At least it would be, if the Descent Studios guys were getting paid. What I found out during a recent Austin trip surprised me. The guys building Descent: Underground are currently doing it without a salary. They believe there’s enough potential with this new IP to put their own time, and not a little of their own cash, into getting it off the ground. The feeling is that if this is a good idea and the community wants it, then the community will help it get built, and the game will reach a point where it’ll be self-sustaining after they get over the initial hurdle of getting it out.
This tells me right up front that this is a team with a great deal of respect for the community around them, and the funds that community provides for making this game. Very few professional developers would take that sort of gamble when starting a new project, especially ones as marketable as these. In many ways, it’ll put the developers and the project much closer to the community around it, which suggests that we should see an incredibly transparent and community-centric development process.

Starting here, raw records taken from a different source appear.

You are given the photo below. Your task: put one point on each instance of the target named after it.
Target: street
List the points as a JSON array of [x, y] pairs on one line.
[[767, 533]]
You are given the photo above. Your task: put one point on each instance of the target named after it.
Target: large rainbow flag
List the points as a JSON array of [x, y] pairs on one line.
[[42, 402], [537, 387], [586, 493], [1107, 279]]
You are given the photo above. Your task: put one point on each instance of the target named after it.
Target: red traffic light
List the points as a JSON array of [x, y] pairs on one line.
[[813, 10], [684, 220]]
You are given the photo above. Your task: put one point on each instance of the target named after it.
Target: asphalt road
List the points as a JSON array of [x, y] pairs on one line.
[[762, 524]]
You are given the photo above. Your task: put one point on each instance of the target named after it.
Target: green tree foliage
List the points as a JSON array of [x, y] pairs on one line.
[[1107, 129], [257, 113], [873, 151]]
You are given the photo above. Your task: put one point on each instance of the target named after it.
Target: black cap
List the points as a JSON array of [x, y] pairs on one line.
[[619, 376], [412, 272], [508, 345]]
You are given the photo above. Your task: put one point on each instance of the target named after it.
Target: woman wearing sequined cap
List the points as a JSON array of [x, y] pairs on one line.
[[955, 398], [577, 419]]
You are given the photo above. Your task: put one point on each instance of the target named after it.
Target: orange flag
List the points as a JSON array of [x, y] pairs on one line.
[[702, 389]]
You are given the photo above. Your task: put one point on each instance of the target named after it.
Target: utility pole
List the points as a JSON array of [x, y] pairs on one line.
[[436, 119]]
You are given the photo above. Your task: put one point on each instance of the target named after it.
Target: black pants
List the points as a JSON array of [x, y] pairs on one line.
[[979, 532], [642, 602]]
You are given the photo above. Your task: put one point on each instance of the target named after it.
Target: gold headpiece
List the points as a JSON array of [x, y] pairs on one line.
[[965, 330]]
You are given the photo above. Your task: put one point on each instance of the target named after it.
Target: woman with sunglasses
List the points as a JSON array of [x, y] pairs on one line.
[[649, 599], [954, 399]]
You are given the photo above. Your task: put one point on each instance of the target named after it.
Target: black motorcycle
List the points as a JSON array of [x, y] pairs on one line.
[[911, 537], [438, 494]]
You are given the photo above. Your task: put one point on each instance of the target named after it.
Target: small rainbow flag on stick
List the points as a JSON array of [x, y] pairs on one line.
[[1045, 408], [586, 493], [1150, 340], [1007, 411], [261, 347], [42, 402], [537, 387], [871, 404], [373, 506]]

The sincerity behind what the team is saying is very apparent as you hear developers explain how they intend to work on ways to enable the community in their support of the project. Whether assets or ideas, I’m expecting to find Descent: Underground being developed in many ways by the community itself. By allowing backers access to design meetings and through empowering their community to contribute, DU will have a strong base to build from.
Descent Studios also have an incredibly attainable development goal despite an aggressive schedule. Eric tells me they hope to have limited access to the game in early fall with a Beta soon after, and the final release late next spring. Using tools built during the development, Descent: Underground will continue to involve backers through the creation of additional assets and maps to expand the game.

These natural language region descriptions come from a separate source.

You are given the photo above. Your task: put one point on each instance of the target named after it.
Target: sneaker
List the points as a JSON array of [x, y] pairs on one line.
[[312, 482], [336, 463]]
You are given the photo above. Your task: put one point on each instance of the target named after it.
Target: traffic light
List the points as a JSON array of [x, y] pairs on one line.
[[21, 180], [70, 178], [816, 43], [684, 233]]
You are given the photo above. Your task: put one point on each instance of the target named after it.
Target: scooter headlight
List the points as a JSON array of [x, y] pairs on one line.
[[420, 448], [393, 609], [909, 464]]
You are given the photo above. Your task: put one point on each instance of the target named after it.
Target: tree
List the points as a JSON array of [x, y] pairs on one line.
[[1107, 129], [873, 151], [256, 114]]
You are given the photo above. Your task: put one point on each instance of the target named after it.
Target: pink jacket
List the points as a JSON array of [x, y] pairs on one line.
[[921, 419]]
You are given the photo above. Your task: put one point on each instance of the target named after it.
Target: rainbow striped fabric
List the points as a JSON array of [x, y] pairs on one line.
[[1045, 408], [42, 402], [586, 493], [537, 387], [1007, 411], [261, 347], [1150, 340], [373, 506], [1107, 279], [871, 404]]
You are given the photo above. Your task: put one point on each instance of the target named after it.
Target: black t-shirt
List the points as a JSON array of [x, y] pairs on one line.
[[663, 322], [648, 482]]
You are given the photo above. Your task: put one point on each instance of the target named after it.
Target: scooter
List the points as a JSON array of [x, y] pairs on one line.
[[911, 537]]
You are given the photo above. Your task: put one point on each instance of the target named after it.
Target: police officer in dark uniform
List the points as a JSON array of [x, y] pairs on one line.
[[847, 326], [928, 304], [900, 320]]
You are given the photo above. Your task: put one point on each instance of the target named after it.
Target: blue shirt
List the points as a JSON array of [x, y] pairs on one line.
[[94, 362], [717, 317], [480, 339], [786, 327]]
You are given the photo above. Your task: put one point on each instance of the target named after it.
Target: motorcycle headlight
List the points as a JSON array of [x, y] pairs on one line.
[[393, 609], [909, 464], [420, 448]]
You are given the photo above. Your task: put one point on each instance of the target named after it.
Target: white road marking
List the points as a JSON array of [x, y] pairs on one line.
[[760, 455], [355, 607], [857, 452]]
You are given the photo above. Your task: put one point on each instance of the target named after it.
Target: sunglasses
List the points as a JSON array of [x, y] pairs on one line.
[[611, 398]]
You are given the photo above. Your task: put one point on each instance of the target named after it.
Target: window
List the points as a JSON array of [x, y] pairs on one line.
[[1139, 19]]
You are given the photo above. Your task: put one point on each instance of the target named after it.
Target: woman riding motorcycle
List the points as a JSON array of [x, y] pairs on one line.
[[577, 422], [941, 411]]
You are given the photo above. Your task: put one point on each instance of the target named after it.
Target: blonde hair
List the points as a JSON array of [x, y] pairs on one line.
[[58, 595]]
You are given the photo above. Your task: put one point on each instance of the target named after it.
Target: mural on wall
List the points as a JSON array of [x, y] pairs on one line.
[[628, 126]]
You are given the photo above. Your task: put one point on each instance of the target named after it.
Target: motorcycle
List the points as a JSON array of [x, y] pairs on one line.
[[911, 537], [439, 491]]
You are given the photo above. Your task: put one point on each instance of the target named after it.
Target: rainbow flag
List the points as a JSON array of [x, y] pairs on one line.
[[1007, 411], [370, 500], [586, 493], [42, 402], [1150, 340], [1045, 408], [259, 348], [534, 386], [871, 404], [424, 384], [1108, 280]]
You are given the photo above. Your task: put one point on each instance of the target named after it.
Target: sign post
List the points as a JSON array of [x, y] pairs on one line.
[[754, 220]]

I firmly believe, and I think an increasing number of more hardcore fans are starting to realize, that this project is a really good thing for those who are nostalgic for Descent. We’ve had years for a studio to pick the franchise up and do something with it, and it’s not like there wasn’t good reason to do so. Descent blew away its competition in the early days of PC gaming, and there are still tons of people who will take a second look at anything sporting the title.
I think the problem has been how to pull the older game into a current age and make it approachable by newer gamers, while still upholding the feel of the original. Eric and the crack team of developers around him have the experience to do it if anyone does. The buy-in of so many members of the existing fan community and Eric’s intent to give them so much input with the game, is a model with a great deal of potential and I think one that gives them the edge they need to pull it off.
I don’t normally go for the journalist thing. I’m really just a glorified blogger with a paycheck, but the idea that a fan project got stomped on by big industry guys just isn’t something I could walk away from. I decided to take a deeper look, if for no other reason that ripping into people gets a lot of page views if it had turned out to be true.
After looking at it, I have to say that I think there’s a good project here. It’s not just that I think Eric and the guys working with him are good people, because we’ve seen good people hose up projects before. It’s that they have a solid timetable, experience, and a plan that involves leveraging the power of a great community. We’ve seen a number of recent games with solid communities do well after crowdfunding, so I’d say the future looks brighter for Descent: Underground than some in big industry might prefer. Perhaps that was even some of the reasoning behind the name?